Admiral Kuznetsov: the last Russian aircraft carrier is on the verge of collapse

Russia’s only aircraft carrier is finally running after roughly ten months of squatting at the Sevmorput naval shipyard in the country’s northwest. Known for her grim and disastrous history, Admiral Kuznetsov has suffered a series of unfortunate events since her reintroduction into service in 2017.

This week, a Russian state media outlet released footage of a tugboat pulling the large ship. There is little hope for Admiral Kuznetsov’s long and successful future, despite claims by the Soviet Shipbuilding Corporation that all underwater work necessary to resuscitate the carrier has been completed.

In December, Russian media first reported that the carrier had started the process of decommissioning from the dry dock. A “minor” fire broke out on board the ship just a few weeks earlier, and the Ukrainian Defense Ministry indicated that Admiral Kuznetsov could not move under his own power.

Although these few incidents alone paint a grim picture for Russia’s only aircraft carrier, the ship has suffered much more since her refit work began.

The only Russian aircraft carrier has a grim history.

The Admiral Kuznetsov, a Soviet-era aircraft carrier built in the early 1990s, is the sole example of its kind to survive the fall of the Soviet Union. Next to the Kuznetsov, a sister ship was built. However, it was not finished when Ukraine finally recovered from the USSR.

Unlike US aircraft carriers, the Kuznetsov’s primary mission is to support and defend Russian surface ships and submarines, and it is not expected to sail long distances to project power.

One of the main limiting factors of the aircraft carrier is its power source. The mazut – the extremely thick, tarry substance that seems to envelop the Kuznetsov when it travels – is inefficient. The carrier may be seen from miles away due to the dense black smoke surrounding it in the ocean.

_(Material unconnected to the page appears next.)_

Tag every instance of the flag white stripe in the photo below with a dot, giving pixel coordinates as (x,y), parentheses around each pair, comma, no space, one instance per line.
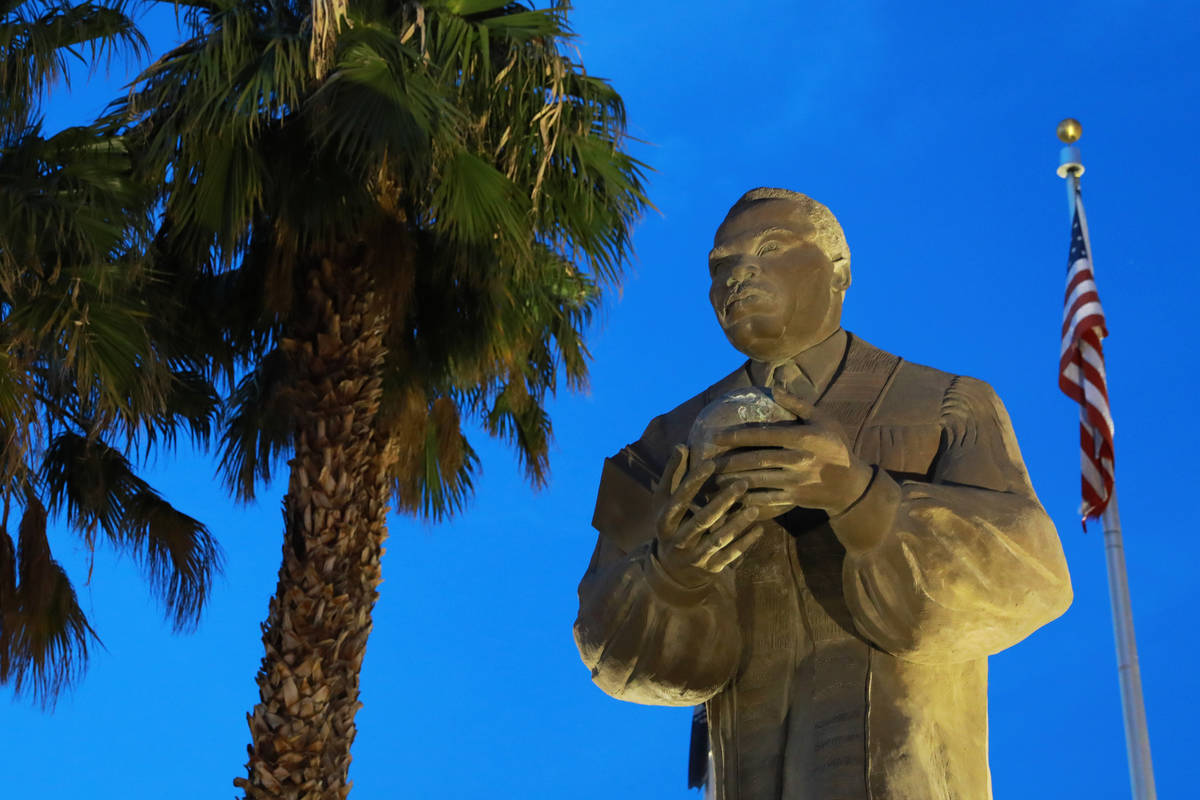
(1081,288)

Admiral Kuznetsov has had zero “wins” since 2017

Constant mishaps accompany the mediocre construction of the Kuznetsov on board. In 2016, the aircraft carrier deployed to combat in Syria for the first time. Unfortunately, two airframes were lost to a faulty arrester cable, forcing the rest of the carrier-based platforms to relocate to land.

Although Kuznetsov’s operational tour was grim and minimal, continued incidents seemed to plague the carrier upon its return home.

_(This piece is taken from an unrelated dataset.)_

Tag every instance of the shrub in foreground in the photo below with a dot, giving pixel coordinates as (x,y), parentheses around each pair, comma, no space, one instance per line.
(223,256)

The fall of a floating crane on the ship’s deck in 2018 resulted in the death of one worker and the injury of several more. A year later, a welding mishap in the ship’s engine room sent 14 workers to the hospital.

Following Kuznetsov’s brief stay in Syria, the ship was sent home to undergo repairs to extend its useful life. In October 2018, Russia’s largest floating dock – PD-50 – sank, ripping a 200-square-foot hole in the center of the carrier’s deck.

The escalating Kremlin invasion of Ukraine has only highlighted the sorry status of Russia’s lone aircraft carrier. The current prospects for the Russian army are not very rosy since it is in a situation of arms shortages and economic sanctions imposed by the West.

However, the Kremlin will probably interpret Admiral Kuznetsov’s slight move as a big victory at the national level for propaganda purposes.